One in 10 Pregnant Women in US consumes Alcohol: Survey
The Centers for Disease Control and Prevention (CDC) has released a new report, according to which, more than one in 10 pregnant women accepted that they consumed alcohol in the last month. The report also suggested that one in 33 acknowledged at least one episode of binge-drinking.
The findings were not precisely encouraging, if one considers that the US health officials have set a target to eradicate all binge-drinking by pregnant women by the year 2020 and to restrict the prevalence of other drinking to just 2%.
The report authors serves in the CDC’s National Center on Birth Defects and Developmental Disabilities and the National Center for Chronic Disease Prevention and Health Promotion. They wrote, “There is a need for a comprehensive approach to reduce alcohol use and binge drinking among pregnant women”.

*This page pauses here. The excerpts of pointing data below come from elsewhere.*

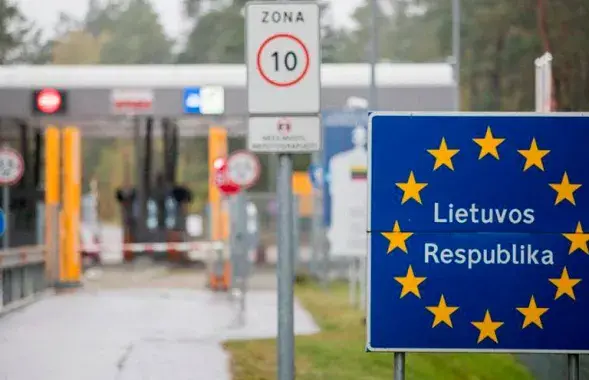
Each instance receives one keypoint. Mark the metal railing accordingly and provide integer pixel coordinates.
(22, 275)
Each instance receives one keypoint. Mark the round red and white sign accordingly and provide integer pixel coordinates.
(221, 178)
(12, 166)
(49, 100)
(243, 168)
(283, 60)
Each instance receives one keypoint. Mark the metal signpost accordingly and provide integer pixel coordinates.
(283, 59)
(243, 169)
(12, 168)
(316, 177)
(477, 240)
(543, 90)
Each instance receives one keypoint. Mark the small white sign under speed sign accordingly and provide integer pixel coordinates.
(243, 168)
(12, 166)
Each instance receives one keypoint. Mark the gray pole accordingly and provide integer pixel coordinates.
(6, 208)
(285, 272)
(573, 366)
(373, 55)
(315, 223)
(456, 50)
(240, 252)
(399, 371)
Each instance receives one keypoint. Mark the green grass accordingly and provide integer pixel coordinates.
(337, 352)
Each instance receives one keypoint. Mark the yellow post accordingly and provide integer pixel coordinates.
(70, 277)
(217, 148)
(52, 182)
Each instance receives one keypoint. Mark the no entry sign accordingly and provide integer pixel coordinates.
(225, 184)
(11, 166)
(283, 57)
(243, 168)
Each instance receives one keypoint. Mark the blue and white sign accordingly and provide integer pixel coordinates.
(345, 161)
(316, 175)
(2, 222)
(206, 100)
(478, 232)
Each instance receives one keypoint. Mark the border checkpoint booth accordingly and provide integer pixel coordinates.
(134, 100)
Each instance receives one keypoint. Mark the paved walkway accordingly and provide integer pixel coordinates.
(133, 334)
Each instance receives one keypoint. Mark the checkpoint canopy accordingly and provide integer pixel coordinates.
(98, 98)
(478, 235)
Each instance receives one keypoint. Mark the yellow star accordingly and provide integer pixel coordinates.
(410, 283)
(487, 328)
(533, 156)
(442, 312)
(443, 155)
(532, 313)
(411, 189)
(565, 190)
(578, 239)
(489, 144)
(564, 284)
(397, 238)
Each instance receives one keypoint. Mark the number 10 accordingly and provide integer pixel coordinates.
(290, 61)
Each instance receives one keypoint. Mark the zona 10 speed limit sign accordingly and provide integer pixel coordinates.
(283, 57)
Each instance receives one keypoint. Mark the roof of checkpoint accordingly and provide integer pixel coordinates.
(230, 76)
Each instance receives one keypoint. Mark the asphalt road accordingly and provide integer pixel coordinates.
(137, 322)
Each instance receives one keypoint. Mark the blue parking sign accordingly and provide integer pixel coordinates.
(192, 101)
(478, 232)
(2, 222)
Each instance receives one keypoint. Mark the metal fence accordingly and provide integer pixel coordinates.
(22, 274)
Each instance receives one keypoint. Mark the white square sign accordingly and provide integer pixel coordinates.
(283, 58)
(300, 134)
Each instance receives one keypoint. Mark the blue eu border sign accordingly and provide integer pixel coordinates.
(479, 232)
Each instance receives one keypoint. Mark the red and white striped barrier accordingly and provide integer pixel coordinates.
(203, 246)
(21, 256)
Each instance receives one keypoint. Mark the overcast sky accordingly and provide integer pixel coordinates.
(45, 12)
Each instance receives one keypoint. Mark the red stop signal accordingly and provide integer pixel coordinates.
(49, 101)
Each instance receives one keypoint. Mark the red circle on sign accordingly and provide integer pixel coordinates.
(259, 60)
(16, 155)
(48, 100)
(221, 179)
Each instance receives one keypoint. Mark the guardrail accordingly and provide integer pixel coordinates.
(22, 275)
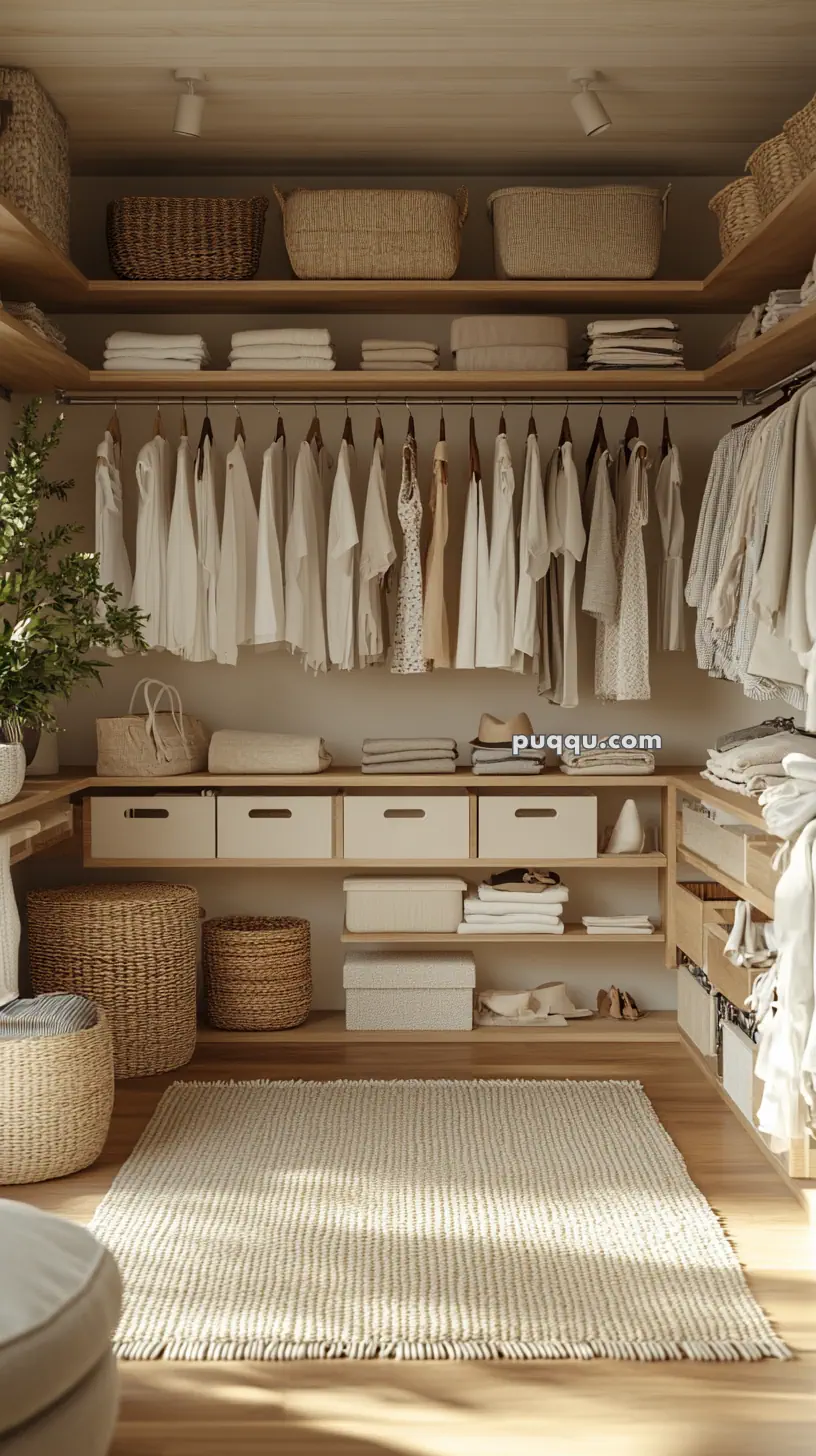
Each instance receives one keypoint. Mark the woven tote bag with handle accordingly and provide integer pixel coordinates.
(152, 743)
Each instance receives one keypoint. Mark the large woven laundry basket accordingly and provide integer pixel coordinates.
(57, 1097)
(257, 971)
(35, 172)
(579, 232)
(372, 233)
(131, 948)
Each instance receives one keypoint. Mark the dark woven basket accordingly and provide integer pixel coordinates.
(185, 238)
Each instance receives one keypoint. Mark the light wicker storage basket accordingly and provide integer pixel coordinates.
(800, 130)
(57, 1097)
(583, 232)
(736, 208)
(131, 948)
(216, 239)
(775, 171)
(35, 172)
(372, 233)
(257, 971)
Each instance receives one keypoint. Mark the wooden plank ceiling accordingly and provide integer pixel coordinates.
(418, 85)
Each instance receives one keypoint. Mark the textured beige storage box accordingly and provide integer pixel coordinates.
(538, 826)
(402, 904)
(274, 826)
(152, 826)
(408, 992)
(405, 826)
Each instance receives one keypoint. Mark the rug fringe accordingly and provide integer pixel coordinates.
(652, 1350)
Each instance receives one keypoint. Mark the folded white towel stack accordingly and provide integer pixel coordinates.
(281, 350)
(155, 353)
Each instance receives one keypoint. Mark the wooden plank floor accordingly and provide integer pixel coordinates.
(337, 1408)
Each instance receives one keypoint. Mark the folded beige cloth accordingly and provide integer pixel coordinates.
(236, 752)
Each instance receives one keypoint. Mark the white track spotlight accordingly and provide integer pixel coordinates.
(587, 105)
(190, 107)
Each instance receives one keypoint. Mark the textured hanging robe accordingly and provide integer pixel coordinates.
(378, 555)
(235, 599)
(671, 635)
(341, 562)
(114, 564)
(153, 520)
(436, 632)
(408, 653)
(270, 606)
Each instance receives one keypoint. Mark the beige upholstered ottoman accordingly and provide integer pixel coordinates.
(59, 1306)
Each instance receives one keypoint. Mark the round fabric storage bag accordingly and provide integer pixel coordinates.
(257, 971)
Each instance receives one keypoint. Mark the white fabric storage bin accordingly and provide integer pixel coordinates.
(538, 826)
(274, 826)
(152, 826)
(402, 904)
(404, 992)
(697, 1012)
(405, 826)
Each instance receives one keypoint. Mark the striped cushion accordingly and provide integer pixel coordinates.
(47, 1017)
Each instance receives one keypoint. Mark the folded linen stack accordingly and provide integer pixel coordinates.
(155, 353)
(410, 754)
(618, 925)
(756, 765)
(399, 354)
(634, 344)
(509, 912)
(273, 350)
(608, 760)
(509, 342)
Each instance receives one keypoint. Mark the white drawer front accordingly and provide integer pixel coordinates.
(274, 826)
(153, 826)
(405, 826)
(538, 826)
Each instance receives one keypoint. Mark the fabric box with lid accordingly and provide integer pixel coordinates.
(404, 992)
(405, 826)
(402, 904)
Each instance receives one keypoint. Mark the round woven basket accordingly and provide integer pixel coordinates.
(800, 131)
(57, 1097)
(736, 208)
(130, 948)
(257, 971)
(775, 171)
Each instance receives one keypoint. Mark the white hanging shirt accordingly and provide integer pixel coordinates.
(378, 555)
(235, 596)
(305, 620)
(114, 564)
(270, 607)
(341, 564)
(153, 520)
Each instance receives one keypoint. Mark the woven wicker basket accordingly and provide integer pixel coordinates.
(583, 232)
(257, 971)
(35, 172)
(57, 1097)
(800, 130)
(131, 948)
(736, 208)
(373, 233)
(185, 238)
(775, 171)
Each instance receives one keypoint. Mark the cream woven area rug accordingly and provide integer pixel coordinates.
(423, 1220)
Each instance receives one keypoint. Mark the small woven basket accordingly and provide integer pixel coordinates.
(131, 948)
(57, 1097)
(185, 238)
(257, 971)
(800, 130)
(775, 171)
(736, 208)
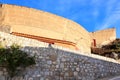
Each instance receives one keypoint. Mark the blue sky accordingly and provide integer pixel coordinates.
(91, 14)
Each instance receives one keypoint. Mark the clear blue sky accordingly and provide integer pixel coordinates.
(91, 14)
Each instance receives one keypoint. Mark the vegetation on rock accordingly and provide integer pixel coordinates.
(111, 50)
(14, 59)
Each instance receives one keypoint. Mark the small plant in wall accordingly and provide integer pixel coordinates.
(14, 59)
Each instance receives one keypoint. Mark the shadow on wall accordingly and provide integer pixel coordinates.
(55, 64)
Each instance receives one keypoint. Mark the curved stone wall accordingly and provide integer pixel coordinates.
(43, 24)
(104, 37)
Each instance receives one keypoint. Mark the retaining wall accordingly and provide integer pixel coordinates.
(57, 63)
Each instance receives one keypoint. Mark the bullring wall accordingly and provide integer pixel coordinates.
(104, 37)
(57, 63)
(39, 23)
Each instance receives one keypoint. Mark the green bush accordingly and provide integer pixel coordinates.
(14, 59)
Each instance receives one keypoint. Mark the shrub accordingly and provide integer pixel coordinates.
(14, 59)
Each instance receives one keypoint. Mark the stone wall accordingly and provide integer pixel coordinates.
(104, 37)
(43, 24)
(57, 63)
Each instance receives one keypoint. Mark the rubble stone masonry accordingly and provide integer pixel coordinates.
(58, 63)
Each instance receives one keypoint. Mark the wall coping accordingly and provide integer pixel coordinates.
(64, 49)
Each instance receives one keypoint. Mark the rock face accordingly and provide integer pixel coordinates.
(56, 63)
(56, 29)
(46, 27)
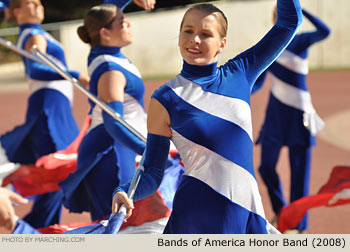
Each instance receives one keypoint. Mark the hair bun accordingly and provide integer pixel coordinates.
(83, 34)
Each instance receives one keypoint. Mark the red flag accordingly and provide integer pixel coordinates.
(49, 170)
(335, 192)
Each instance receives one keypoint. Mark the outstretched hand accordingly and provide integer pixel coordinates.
(146, 4)
(121, 198)
(7, 213)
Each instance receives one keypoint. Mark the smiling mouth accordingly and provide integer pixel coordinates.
(193, 51)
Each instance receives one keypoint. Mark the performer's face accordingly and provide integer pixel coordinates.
(200, 41)
(120, 31)
(31, 11)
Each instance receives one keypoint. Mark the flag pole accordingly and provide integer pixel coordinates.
(14, 48)
(91, 96)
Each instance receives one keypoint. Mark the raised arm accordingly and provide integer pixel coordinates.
(257, 58)
(322, 30)
(41, 71)
(154, 158)
(146, 4)
(111, 91)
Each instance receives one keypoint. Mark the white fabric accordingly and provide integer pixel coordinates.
(63, 86)
(125, 63)
(7, 169)
(3, 156)
(293, 62)
(152, 227)
(227, 178)
(299, 99)
(232, 109)
(134, 115)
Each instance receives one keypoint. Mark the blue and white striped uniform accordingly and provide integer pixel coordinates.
(291, 119)
(211, 127)
(104, 162)
(49, 125)
(290, 116)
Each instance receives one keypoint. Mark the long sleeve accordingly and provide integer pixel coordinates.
(39, 71)
(322, 30)
(4, 4)
(259, 82)
(154, 161)
(257, 58)
(120, 3)
(119, 132)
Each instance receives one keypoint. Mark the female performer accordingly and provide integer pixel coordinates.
(107, 153)
(49, 125)
(205, 111)
(290, 119)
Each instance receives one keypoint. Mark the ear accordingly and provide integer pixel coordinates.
(15, 13)
(104, 34)
(222, 45)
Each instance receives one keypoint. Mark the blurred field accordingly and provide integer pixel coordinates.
(330, 93)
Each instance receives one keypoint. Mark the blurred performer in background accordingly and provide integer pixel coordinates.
(205, 111)
(49, 124)
(290, 119)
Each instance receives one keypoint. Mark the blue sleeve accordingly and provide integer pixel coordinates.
(119, 132)
(259, 82)
(39, 71)
(259, 57)
(4, 4)
(120, 3)
(322, 30)
(154, 161)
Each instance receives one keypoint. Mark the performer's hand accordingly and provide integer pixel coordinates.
(7, 15)
(84, 80)
(342, 195)
(146, 4)
(121, 198)
(7, 213)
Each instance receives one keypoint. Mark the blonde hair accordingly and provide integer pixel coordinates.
(14, 4)
(211, 9)
(98, 17)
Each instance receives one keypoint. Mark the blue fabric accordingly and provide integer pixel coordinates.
(103, 162)
(171, 180)
(4, 4)
(221, 215)
(40, 71)
(90, 187)
(134, 84)
(46, 211)
(154, 167)
(23, 227)
(300, 160)
(119, 132)
(49, 126)
(236, 146)
(284, 124)
(235, 79)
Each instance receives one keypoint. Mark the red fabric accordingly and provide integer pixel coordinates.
(148, 209)
(292, 214)
(49, 170)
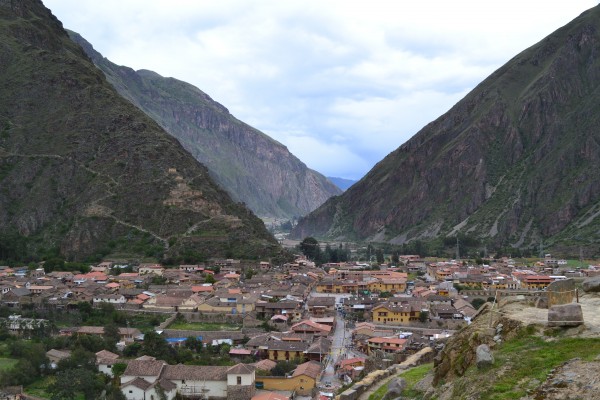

For the report, the researchers examined data collected between 2011 and 2013 as part of the Behavioral Risk Factor Surveillance System, and interviewers asked for a random sample of households from all 50 states and the District of Columbia. Over 200,000 women of childbearing age, between 18 and 44 years old, reverted back to interviewers. They included 8,383 women who said they were pregnant.
Drinking was usual in women who weren’t pregnant as 53.6% said that they drank alcohol at least once in a month before their interview. But, when women came to know that they were pregnant, they were much less likely to drink as just 10.2% of them said that they consumed alcohol in last 30 days.